Saw a video about Eva Marcille Sterling and how she has changed her daughter's last name to Sterling so that her entire family has one unified last name.
Here is the video so you can see for yourself.
I want to first say I don't have any children so my opinion is biased in that way but I have been a child. I have seen and observed some things in my life and those around me and what is most prevalent is childhood trauma. A lot of that trauma is caused by parents and environments or people that they allow around their child.
I also don't know Eva or Kevin McCall (her daughter's father) but every time I have seen Eva speak about this man it is the same exact thing. She is resolute in the fact that she DOES NOT fuck with him. He is not involved in her daughter's life nor does she want him to be. I don't know what he is alleged to have done BUT I feel that she has her reasons. Now she has a husband that has taken over as her daughter's father in every shape fashion and form according to her to where Mr.McCall is not present at all. So now comes the difference of last names. Names shouldn't matter but it does...here is my perspective of my life with a blended family.
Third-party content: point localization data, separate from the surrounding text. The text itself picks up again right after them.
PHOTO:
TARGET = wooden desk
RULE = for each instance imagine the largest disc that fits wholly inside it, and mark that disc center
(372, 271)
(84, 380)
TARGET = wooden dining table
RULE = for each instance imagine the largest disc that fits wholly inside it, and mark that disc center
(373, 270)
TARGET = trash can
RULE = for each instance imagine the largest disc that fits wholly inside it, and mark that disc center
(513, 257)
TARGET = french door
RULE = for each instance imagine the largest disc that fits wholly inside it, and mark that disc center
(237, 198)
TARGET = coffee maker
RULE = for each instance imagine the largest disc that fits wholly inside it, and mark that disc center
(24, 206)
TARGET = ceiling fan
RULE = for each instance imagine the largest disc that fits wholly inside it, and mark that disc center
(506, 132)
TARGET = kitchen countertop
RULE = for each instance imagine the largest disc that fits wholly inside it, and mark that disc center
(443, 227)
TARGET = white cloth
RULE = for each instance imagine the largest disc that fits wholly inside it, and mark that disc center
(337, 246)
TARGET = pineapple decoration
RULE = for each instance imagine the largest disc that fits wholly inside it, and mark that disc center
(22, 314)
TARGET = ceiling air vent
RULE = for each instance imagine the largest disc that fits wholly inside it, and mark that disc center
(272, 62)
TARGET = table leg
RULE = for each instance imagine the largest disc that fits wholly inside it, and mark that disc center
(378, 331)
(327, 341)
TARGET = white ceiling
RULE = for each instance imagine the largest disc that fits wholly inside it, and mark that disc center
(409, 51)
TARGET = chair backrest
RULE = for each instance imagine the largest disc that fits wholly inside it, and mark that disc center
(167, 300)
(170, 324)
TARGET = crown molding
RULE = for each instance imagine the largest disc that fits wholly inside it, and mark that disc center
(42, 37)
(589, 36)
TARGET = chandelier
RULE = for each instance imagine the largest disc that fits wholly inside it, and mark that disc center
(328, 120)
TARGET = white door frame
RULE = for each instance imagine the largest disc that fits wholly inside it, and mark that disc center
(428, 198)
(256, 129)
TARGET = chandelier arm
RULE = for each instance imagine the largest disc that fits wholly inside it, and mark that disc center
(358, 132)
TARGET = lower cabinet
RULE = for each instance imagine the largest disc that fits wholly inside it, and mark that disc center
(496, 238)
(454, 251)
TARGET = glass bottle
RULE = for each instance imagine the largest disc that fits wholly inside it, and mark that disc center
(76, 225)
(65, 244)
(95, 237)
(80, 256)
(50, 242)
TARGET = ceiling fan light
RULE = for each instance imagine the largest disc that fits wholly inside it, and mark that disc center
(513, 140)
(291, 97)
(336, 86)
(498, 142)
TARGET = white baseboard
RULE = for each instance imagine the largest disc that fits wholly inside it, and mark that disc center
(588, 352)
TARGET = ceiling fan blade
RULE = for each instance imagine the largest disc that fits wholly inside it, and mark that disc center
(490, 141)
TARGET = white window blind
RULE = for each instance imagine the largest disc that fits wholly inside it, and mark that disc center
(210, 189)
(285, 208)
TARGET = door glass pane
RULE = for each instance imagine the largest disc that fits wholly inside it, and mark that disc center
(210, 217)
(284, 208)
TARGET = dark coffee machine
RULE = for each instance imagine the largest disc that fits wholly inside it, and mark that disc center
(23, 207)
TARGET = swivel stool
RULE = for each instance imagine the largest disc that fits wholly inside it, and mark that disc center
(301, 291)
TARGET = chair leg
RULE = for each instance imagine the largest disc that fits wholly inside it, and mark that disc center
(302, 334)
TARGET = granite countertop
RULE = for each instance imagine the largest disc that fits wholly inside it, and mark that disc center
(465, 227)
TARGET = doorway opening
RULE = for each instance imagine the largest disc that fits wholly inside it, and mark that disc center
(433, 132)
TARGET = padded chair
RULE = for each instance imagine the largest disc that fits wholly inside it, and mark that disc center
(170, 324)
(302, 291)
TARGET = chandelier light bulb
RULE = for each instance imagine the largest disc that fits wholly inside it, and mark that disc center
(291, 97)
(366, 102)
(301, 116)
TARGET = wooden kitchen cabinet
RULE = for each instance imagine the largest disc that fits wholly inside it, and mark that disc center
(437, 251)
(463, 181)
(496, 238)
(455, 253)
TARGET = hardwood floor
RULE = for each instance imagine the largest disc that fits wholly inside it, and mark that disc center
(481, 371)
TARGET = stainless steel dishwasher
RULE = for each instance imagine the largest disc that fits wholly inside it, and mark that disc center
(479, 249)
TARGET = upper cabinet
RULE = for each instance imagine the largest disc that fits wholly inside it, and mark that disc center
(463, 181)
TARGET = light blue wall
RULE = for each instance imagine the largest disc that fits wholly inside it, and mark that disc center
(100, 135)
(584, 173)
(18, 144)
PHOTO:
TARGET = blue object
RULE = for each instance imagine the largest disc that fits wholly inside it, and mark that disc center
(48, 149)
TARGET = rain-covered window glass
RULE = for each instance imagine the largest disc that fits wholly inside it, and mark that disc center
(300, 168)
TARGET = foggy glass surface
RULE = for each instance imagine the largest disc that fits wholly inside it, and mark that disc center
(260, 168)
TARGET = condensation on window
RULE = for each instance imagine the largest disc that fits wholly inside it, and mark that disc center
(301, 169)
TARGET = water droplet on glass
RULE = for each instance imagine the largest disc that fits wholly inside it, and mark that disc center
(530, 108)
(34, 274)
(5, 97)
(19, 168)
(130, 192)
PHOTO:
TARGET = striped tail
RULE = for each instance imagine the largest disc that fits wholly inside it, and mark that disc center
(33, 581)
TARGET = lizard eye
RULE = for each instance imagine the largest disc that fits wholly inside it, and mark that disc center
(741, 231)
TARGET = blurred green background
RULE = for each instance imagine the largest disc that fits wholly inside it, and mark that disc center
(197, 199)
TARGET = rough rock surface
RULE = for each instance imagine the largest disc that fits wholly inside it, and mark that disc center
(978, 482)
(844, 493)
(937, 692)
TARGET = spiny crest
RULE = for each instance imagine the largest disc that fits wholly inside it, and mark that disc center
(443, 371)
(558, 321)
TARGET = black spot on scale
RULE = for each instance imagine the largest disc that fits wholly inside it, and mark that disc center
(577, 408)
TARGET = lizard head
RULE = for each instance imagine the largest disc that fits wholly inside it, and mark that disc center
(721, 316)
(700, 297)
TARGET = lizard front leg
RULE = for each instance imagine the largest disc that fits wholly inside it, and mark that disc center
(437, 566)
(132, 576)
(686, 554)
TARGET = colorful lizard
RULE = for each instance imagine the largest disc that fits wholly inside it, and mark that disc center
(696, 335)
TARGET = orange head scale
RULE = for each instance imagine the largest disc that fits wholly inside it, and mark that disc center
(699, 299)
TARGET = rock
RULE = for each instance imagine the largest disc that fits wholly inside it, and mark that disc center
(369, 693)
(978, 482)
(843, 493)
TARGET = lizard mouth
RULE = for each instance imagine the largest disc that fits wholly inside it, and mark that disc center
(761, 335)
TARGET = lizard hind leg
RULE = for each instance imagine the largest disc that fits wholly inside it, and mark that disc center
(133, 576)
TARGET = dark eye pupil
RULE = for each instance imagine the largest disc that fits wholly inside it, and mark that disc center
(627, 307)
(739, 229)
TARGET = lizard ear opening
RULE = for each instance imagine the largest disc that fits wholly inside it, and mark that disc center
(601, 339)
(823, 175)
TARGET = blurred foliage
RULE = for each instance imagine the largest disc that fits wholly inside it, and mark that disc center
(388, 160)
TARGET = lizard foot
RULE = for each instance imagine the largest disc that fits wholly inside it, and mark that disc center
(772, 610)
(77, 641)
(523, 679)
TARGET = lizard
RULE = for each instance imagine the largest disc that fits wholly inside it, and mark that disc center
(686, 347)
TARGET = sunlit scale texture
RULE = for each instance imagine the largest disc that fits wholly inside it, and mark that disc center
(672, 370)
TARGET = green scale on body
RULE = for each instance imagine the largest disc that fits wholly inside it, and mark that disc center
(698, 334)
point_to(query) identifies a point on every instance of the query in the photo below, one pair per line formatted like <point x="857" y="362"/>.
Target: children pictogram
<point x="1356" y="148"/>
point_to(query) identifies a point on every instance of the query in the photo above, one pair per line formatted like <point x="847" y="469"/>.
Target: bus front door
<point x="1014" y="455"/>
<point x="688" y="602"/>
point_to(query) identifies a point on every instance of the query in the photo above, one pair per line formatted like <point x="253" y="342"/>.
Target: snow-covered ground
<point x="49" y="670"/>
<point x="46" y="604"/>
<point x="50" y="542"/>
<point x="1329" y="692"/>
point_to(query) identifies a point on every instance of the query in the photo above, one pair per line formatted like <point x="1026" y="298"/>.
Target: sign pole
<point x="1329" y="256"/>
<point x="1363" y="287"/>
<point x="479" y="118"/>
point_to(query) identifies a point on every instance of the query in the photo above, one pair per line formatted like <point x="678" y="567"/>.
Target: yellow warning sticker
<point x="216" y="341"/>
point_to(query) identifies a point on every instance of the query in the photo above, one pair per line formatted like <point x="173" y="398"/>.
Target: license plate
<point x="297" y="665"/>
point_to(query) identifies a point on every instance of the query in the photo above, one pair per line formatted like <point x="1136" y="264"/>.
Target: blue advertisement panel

My half brother and I had different last names. My mother raised us as brother and sister...no half business BUT there was a difference even if we didn't talk about it. I didn't notice it until I went to school and or got older with friends and they started asking questions. I always pre-faced the explanation of my family dynamic by saying that my brother's dad was dead and my mom remarried. I didn't want people to think "badly" of my mom. But my half-brother is 12 years older than me and out of the house as I got older so we didn't have the rivalry that I've heard of other siblings having.
There are many of stories from diverse parent households were it is "us" vs "them". This mentality is usually started from the custodial parent and creates a sort rivalry and indifference whether recognized or not. I've had people discuss their family issues on this with me and it's not healthy. Bottom line is the parents did a piss poor job at integrating and explaining and loving these children and now they are adults with these trauma issues. Yeah its just a last name but its so much more to it than that.
For example... I felt the need to keep explaining all of this about my mom and half brother until l was in my 20's. A friend of mine brought it to my attention as I went through my usual speech of my family dynamic that I perfected from childhood. "You don't have to defend your mother to people. It's none of their business." I felt shame about all of that. Like my family and many others, there are multiple layers to this subject.
I say all that to say that family dynamics traumatize kids in ways we don't realize. We must handle these decisions with care and not forget about the little people that will one day be adults. Having a household where everyone has different names causes separation, explanations, and embarrassment in some situations. "How is that your sister and y'all got different names?"
It happens...and I'm a child of that and have observed the trauma and confusion it causes.
I applaud Eva for doing what she felt was right. I know many won't agree but I'm for the kids. What is right for the child is all I'm about and in this case I think Eva has understood and is preparing herself for possible trauma with her daughter. I applaud any parent for thinking about their child and making sure these situations are done with care. Blending families is more than cute matching t-shirts and photo shoots. Its work and it takes talking and communication and sometimes actions like these.
Childhood trauma is REAL...you or someone you know may be recovering and healing. You could have been harmed by your childhood and as an adult have no explanation for the way you feel or act.
How can we combat childhood trauma as you move on. I have a suggestion. Please think about your kids when you move from relationship to relationship especially one as serious as marriage. Think about how the child fits in and communicate how to deal with touch situations and possibly bullying.
Also, don't just rely on what your child is saying but really pay attention to how they act and what their body language tells you. They may want you to be happy still be having a hard time with the transition themselves.
You are the parent and giving them the least traumatizing life experience possible is your job. Think about that as you navigate dating and blending your family.